In Chocolate We Trust by Peter Kurie
Written by Charles Kupfer in the Book Review category and the Winter 2019 issue Topics in this article: chocolate, Hershey, Hershey Industrial School, Milton S. Hershey, Peter KurieIn Chocolate We Trust
The Hershey Company Town Unwrapped
by Peter Kurie
University of Pennsylvania Press, 211 pp, cloth $34.95
A more impatient or typical writer than Peter Kurie would have taken the speedy route to writing the story of oft-visited but rarely understood Chocolate Town. A journalist could have plunged in, made a quick tour, surveyed the headlines and corporate tussles that occasionally make Hershey newsworthy, checked out the school, amusement park and hockey team that are legacies of the founder, and written a ‘“tell-all.” That Kurie chose a slower and richer path to explicating this confectionary-focused place is the glory of this important book, and his gift to readers.
Kurie is a California ethnographer who grew up in Hershey. He combines a native’s bone-deep knowledge of the place with a scholar’s training, which includes embedding himself in the community he studies, letting his interview subjects speak their minds, and integrating all his evidence into a coherent whole reasonably interpreted. Kurie’s research is magnificent, his writing deft, and the lessons he gleans eminently sensible, although also original.
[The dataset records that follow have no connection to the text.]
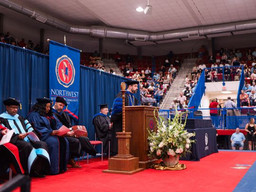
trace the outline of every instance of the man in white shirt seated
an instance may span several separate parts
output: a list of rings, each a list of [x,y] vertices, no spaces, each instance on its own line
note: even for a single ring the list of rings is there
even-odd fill
[[[178,97],[177,100],[180,101],[180,102],[182,105],[183,105],[183,103],[185,102],[185,101],[187,100],[187,98],[183,95],[183,92],[181,92],[180,93],[180,96]]]
[[[243,133],[240,133],[240,129],[237,128],[236,132],[232,134],[230,138],[231,147],[233,150],[236,150],[236,146],[239,147],[239,150],[244,149],[244,143],[245,142],[245,135]]]

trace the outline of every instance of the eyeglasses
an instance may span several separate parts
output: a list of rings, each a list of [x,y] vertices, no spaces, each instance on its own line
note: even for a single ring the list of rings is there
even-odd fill
[[[11,108],[12,109],[19,109],[19,107],[17,106],[17,107],[14,107],[14,106],[8,106],[10,108]]]

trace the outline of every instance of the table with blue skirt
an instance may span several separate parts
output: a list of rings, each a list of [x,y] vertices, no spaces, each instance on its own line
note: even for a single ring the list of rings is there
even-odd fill
[[[195,136],[191,138],[196,140],[195,142],[191,144],[191,153],[188,153],[186,157],[180,158],[181,160],[199,161],[200,159],[218,153],[216,141],[216,130],[215,128],[205,128],[186,129],[189,133],[195,132]]]

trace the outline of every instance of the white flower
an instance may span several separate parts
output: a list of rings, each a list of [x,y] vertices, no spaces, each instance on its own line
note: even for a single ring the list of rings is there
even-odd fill
[[[186,144],[185,147],[186,147],[186,148],[187,148],[187,149],[189,148],[189,144],[188,144],[188,143]]]
[[[152,152],[154,151],[154,150],[152,147],[150,147],[150,151]]]
[[[156,151],[156,155],[157,155],[158,156],[160,156],[161,155],[161,152],[162,152],[162,150],[158,150],[157,151]]]
[[[178,148],[176,150],[176,151],[175,152],[176,153],[182,153],[183,152],[183,149]]]
[[[174,150],[171,150],[171,149],[169,149],[169,150],[167,151],[167,154],[169,155],[171,155],[172,156],[174,156],[175,155],[175,152]]]
[[[165,143],[163,142],[160,142],[160,144],[158,145],[158,147],[159,147],[160,148],[162,148],[163,147],[165,146]]]

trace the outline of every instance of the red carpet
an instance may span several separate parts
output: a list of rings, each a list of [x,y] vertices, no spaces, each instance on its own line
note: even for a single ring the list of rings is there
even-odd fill
[[[231,192],[248,171],[235,169],[236,164],[252,165],[256,152],[221,151],[200,161],[181,161],[187,169],[160,171],[149,169],[132,175],[102,173],[108,161],[91,159],[81,169],[69,168],[64,174],[33,179],[32,192],[131,192],[171,190],[184,192]]]

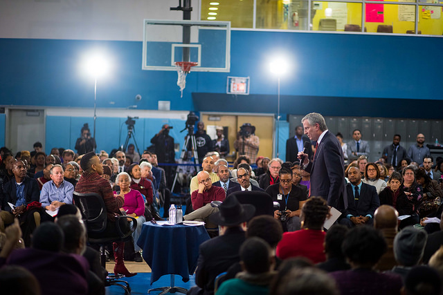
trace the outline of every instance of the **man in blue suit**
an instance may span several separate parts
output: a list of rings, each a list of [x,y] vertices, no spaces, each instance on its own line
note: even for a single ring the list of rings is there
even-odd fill
[[[329,206],[344,211],[347,207],[345,198],[343,153],[338,140],[327,130],[323,117],[311,113],[302,120],[305,134],[316,141],[313,160],[300,152],[304,169],[311,173],[309,196],[322,197]]]
[[[221,187],[224,189],[225,194],[228,192],[228,190],[233,187],[238,187],[239,189],[240,184],[237,182],[234,182],[229,179],[229,169],[226,165],[220,164],[217,166],[217,175],[219,175],[220,180],[213,183],[213,185]]]
[[[350,182],[346,184],[349,206],[345,213],[345,217],[340,220],[340,223],[348,227],[373,225],[374,213],[380,207],[375,187],[363,183],[361,173],[357,167],[349,169],[347,178]]]

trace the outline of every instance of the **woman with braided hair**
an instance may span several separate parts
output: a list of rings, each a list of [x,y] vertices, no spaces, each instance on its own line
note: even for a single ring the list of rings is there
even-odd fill
[[[302,207],[302,229],[283,234],[277,245],[277,257],[287,259],[303,256],[316,264],[326,260],[323,243],[326,233],[323,224],[329,213],[326,200],[311,197]]]

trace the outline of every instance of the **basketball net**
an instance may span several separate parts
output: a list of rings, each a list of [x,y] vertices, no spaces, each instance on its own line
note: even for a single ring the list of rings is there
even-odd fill
[[[197,64],[197,62],[193,61],[177,61],[175,63],[175,68],[177,70],[178,75],[177,86],[180,87],[181,97],[183,97],[183,90],[186,86],[186,75],[191,70],[191,68]]]

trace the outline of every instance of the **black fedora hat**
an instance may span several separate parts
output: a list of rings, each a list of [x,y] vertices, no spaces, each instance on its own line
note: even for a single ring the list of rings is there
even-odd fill
[[[216,225],[233,227],[249,220],[255,213],[255,207],[250,204],[240,204],[234,196],[226,198],[219,207],[219,211],[209,216]]]

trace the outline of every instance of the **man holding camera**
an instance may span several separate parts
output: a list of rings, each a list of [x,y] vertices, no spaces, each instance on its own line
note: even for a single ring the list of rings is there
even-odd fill
[[[251,123],[244,123],[237,134],[237,140],[234,142],[234,148],[238,154],[246,155],[251,163],[255,162],[260,144],[258,136],[255,133],[255,126]]]

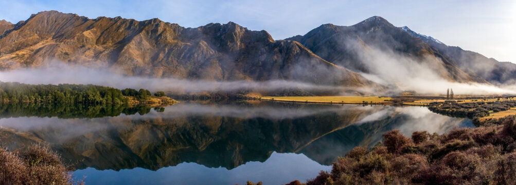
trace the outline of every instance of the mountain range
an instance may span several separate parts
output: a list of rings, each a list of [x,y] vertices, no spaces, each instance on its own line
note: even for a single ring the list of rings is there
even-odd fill
[[[57,61],[129,76],[381,88],[396,83],[383,76],[382,65],[392,65],[385,60],[428,69],[450,82],[500,84],[516,78],[516,64],[447,46],[376,16],[349,26],[324,24],[280,40],[233,22],[185,28],[158,19],[91,19],[55,11],[15,24],[0,21],[1,70]]]

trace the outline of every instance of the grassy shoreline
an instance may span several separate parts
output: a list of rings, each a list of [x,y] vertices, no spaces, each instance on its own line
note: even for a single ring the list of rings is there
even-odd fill
[[[467,97],[462,96],[462,98]],[[512,100],[516,99],[513,97],[506,99],[498,97],[488,97],[473,96],[470,99],[455,99],[459,104],[471,103],[476,102],[495,103],[504,102],[504,100]],[[252,98],[262,100],[283,103],[315,104],[352,104],[352,105],[389,105],[400,106],[415,106],[428,107],[432,103],[444,103],[447,101],[444,99],[434,99],[436,97],[432,96],[431,98],[426,98],[425,96],[404,96],[398,97],[390,97],[385,96],[253,96]],[[497,112],[492,112],[486,116],[479,117],[481,121],[488,121],[490,119],[498,119],[509,115],[516,115],[516,107],[513,107],[509,110]]]

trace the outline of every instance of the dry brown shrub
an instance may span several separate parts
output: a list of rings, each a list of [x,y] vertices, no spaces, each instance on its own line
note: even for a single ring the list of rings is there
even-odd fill
[[[428,167],[428,161],[424,156],[414,154],[398,156],[391,163],[393,170],[398,175],[411,178]]]
[[[300,182],[299,180],[296,180],[290,182],[290,183],[285,185],[301,185],[301,184],[302,184],[301,183],[301,182]]]
[[[399,130],[393,130],[383,134],[383,145],[392,153],[399,153],[404,146],[412,143],[412,141],[403,136]]]
[[[367,147],[365,146],[358,146],[353,148],[351,151],[346,155],[346,157],[350,158],[358,159],[367,154]]]
[[[333,183],[330,174],[325,171],[320,171],[315,178],[307,182],[307,185],[326,185]]]
[[[498,150],[494,146],[489,144],[480,147],[470,148],[464,153],[467,154],[476,154],[482,158],[489,158],[498,153]]]
[[[0,184],[80,184],[74,182],[71,174],[60,159],[48,147],[33,145],[22,154],[14,154],[0,148]]]
[[[499,184],[509,184],[516,182],[516,153],[512,153],[497,162],[494,180]]]
[[[18,156],[0,147],[0,184],[21,184],[26,179],[27,172]]]

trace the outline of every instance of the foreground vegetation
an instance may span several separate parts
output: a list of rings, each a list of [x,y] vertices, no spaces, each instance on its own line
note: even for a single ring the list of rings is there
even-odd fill
[[[516,116],[501,122],[442,135],[416,131],[411,138],[391,131],[383,143],[353,148],[307,184],[510,184],[516,181]]]
[[[33,145],[18,153],[0,147],[1,184],[84,184],[74,181],[72,175],[48,148]]]

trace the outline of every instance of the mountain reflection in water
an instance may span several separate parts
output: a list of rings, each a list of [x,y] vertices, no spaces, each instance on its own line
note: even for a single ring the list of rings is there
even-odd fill
[[[77,169],[86,169],[78,173],[93,169],[156,171],[172,166],[177,169],[190,163],[234,172],[249,162],[265,162],[273,153],[295,153],[320,165],[311,176],[299,179],[302,180],[315,177],[320,170],[327,170],[329,167],[324,165],[331,165],[355,146],[374,145],[389,130],[397,129],[410,136],[416,130],[441,133],[454,127],[473,126],[469,120],[437,114],[418,107],[251,101],[181,103],[157,110],[143,115],[88,119],[30,114],[9,117],[4,112],[2,117],[8,118],[0,119],[0,142],[11,149],[33,143],[47,143],[65,161]],[[264,170],[288,177],[280,172],[292,169],[279,164]],[[307,171],[311,173],[314,169]],[[95,171],[99,174],[115,172]],[[90,178],[93,174],[88,173]]]

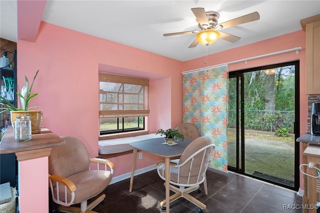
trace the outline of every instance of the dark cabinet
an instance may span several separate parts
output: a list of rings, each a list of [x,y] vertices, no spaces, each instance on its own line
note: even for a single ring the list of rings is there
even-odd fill
[[[14,106],[17,106],[17,85],[16,85],[16,50],[13,52],[6,52],[4,54],[12,54],[13,58],[10,62],[10,68],[0,68],[0,78],[1,78],[0,92],[1,96],[6,98]],[[8,67],[7,67],[8,68]],[[8,124],[10,124],[10,113],[4,112],[0,114],[0,127],[2,132],[5,130]]]
[[[2,96],[8,100],[10,102],[16,106],[16,50],[12,52],[4,52],[4,54],[12,56],[13,57],[10,58],[13,59],[10,62],[10,68],[0,68],[0,92]],[[2,136],[6,132],[6,127],[11,124],[10,122],[10,112],[0,114],[0,139],[2,140]],[[16,187],[18,189],[18,162],[14,153],[0,154],[0,184],[10,182],[12,187]]]

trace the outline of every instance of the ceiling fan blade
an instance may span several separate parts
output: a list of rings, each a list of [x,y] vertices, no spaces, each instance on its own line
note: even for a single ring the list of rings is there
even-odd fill
[[[191,10],[192,10],[194,14],[196,20],[202,26],[204,25],[209,26],[208,18],[206,17],[206,10],[204,10],[204,8],[192,8]]]
[[[191,44],[190,44],[189,46],[188,46],[188,48],[194,48],[196,47],[196,46],[198,45],[198,44],[199,44],[199,42],[197,40],[196,40],[194,42],[192,42]]]
[[[171,34],[164,34],[164,36],[170,36],[181,35],[182,34],[196,34],[198,32],[199,32],[198,31],[185,31],[184,32],[172,32]]]
[[[225,29],[230,26],[236,26],[248,22],[253,22],[254,20],[260,19],[260,14],[258,12],[254,12],[252,14],[248,14],[242,16],[229,20],[223,23],[219,24],[218,25],[222,26],[222,29]]]
[[[232,43],[234,43],[238,42],[241,38],[240,37],[238,37],[236,36],[232,35],[231,34],[228,34],[226,32],[220,32],[220,36],[219,38],[223,39],[227,42],[231,42]]]

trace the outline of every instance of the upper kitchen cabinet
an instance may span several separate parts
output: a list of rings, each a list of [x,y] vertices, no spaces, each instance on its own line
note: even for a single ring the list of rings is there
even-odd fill
[[[306,32],[306,94],[320,94],[320,14],[300,21]]]

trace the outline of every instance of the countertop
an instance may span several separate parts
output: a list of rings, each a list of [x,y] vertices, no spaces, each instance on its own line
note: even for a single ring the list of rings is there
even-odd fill
[[[320,145],[320,136],[305,133],[296,139],[296,142]]]
[[[28,142],[16,141],[13,128],[8,128],[0,142],[0,154],[18,152],[52,148],[64,144],[64,140],[48,128],[42,128],[39,134],[32,135]]]

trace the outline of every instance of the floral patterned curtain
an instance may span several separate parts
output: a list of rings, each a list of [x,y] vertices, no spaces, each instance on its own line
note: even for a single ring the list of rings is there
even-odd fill
[[[183,122],[194,124],[216,148],[210,167],[228,170],[228,66],[204,68],[183,76]]]

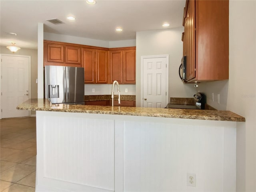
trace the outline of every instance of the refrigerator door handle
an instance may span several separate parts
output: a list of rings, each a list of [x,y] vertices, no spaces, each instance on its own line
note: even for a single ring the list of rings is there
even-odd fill
[[[68,90],[69,90],[69,72],[68,71],[68,68],[66,67],[66,102],[68,102]]]

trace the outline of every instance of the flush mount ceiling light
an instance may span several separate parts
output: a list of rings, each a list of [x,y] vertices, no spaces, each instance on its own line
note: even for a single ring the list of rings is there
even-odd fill
[[[20,49],[20,48],[19,47],[17,47],[15,46],[15,43],[12,43],[12,46],[7,46],[6,48],[10,49],[10,51],[11,51],[13,53],[14,53],[14,52],[16,52],[18,50]]]
[[[170,24],[168,23],[164,23],[162,25],[163,27],[168,27],[169,26],[170,26]]]
[[[96,2],[94,0],[87,0],[86,1],[86,3],[88,4],[90,4],[91,5],[93,5],[96,3]]]
[[[116,29],[116,30],[117,31],[122,31],[123,30],[123,29],[120,27],[118,27]]]
[[[73,16],[68,16],[68,17],[67,17],[67,19],[68,19],[68,20],[74,20],[75,19],[76,19],[76,18],[74,17]]]

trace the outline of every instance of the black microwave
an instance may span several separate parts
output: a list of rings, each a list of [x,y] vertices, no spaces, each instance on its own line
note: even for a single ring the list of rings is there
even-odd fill
[[[179,75],[180,78],[182,80],[186,80],[186,56],[183,56],[181,59],[181,64],[179,68]]]

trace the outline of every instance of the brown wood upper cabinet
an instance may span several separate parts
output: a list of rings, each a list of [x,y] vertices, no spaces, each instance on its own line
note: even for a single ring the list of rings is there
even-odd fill
[[[187,0],[183,40],[188,82],[228,79],[228,4]]]
[[[62,42],[44,41],[44,66],[81,67],[81,49]]]
[[[44,66],[84,67],[85,83],[112,83],[116,80],[134,84],[136,53],[136,47],[110,49],[45,40]]]
[[[136,83],[136,50],[134,47],[110,49],[110,83]]]
[[[108,83],[108,51],[83,48],[85,83]]]

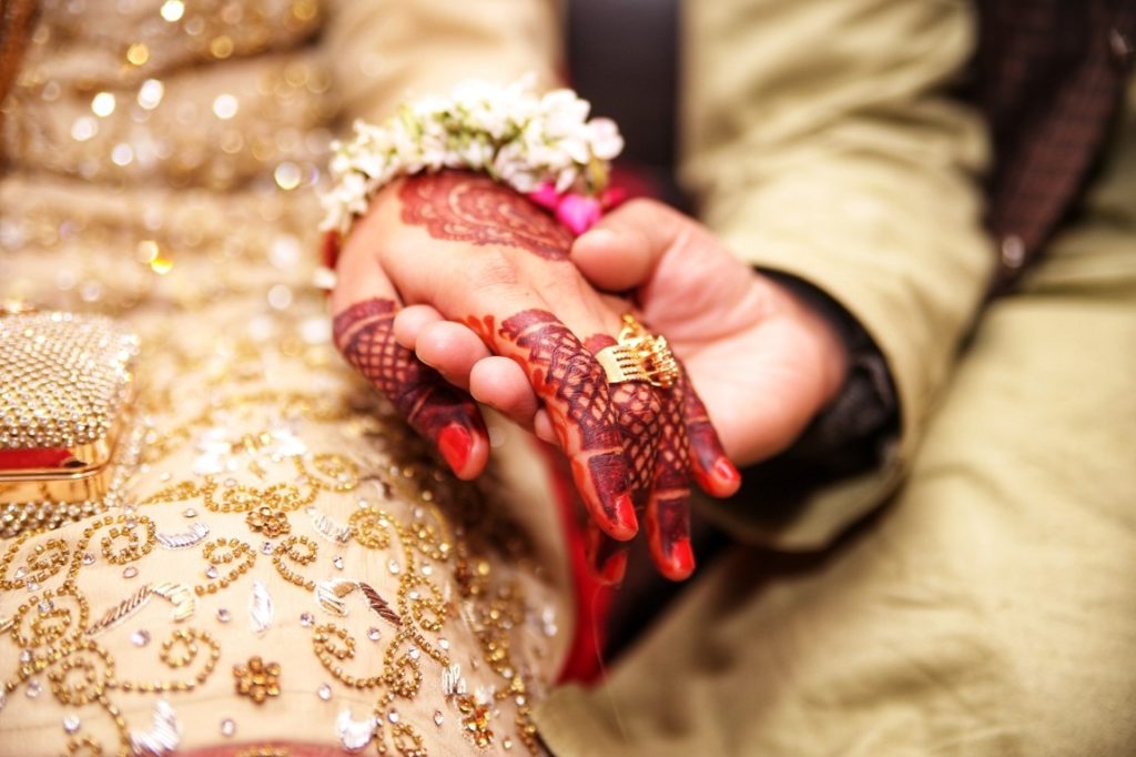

At the heart of the work is the unusual nature of candy king/philanthropist Milton S. Hershey’s thoroughly paternalistic vision, concretized in a perpetual trust aimed at fixing his desires for company, town, inhabitants and stakeholders rigidly in place. Kurie explains that this perpetuity is the crux. It mandates commitment to the bequest laid out by Hershey on his death in 1945. But increasingly, the eponymous area and institutions are in an odd relationship with 21st-century realities. From start to finish, Kurie and informants address this singular circumstance of various enterprises acting under the direction of the long-dead tycoon’s still-guiding hand. Among the most persistent spots, where early 20th-century intentions rub in friction against 21st-century expectations, are the changing nature of the Milton Hershey School, founded to educate orphan boys but now serving a diverse population of at-risk or in-need students. Kurie also covers the tensions inherent in maintaining the candy company’s independence and profitability in a globalized supply chain of sweets dominated by multinational corporations constantly merging to grow larger. In terms of history, his most trenchant subject is the way in which the carefully curated legacy of Milton S. Hershey does and does not match up with contemporary mores and habits of assessing the past.
It would do Kurie’s wonderful book a disservice to sum up his findings here. Although rigorous in scholarship, this fast-moving story is fun to read as it explores Hershey’s chocolate-covered myth. The book rests on the best possible foundations: meticulous archival research and impeccable field work. Readers can take Kurie’s version of all things Hershey as trustworthy, as well as fascinating. He never stoops to condescend, even as he problematizes the very notion of the modern-day company town delivering on last century’s promises. There are few places to compare with Hershey, and now it has the book it deserves.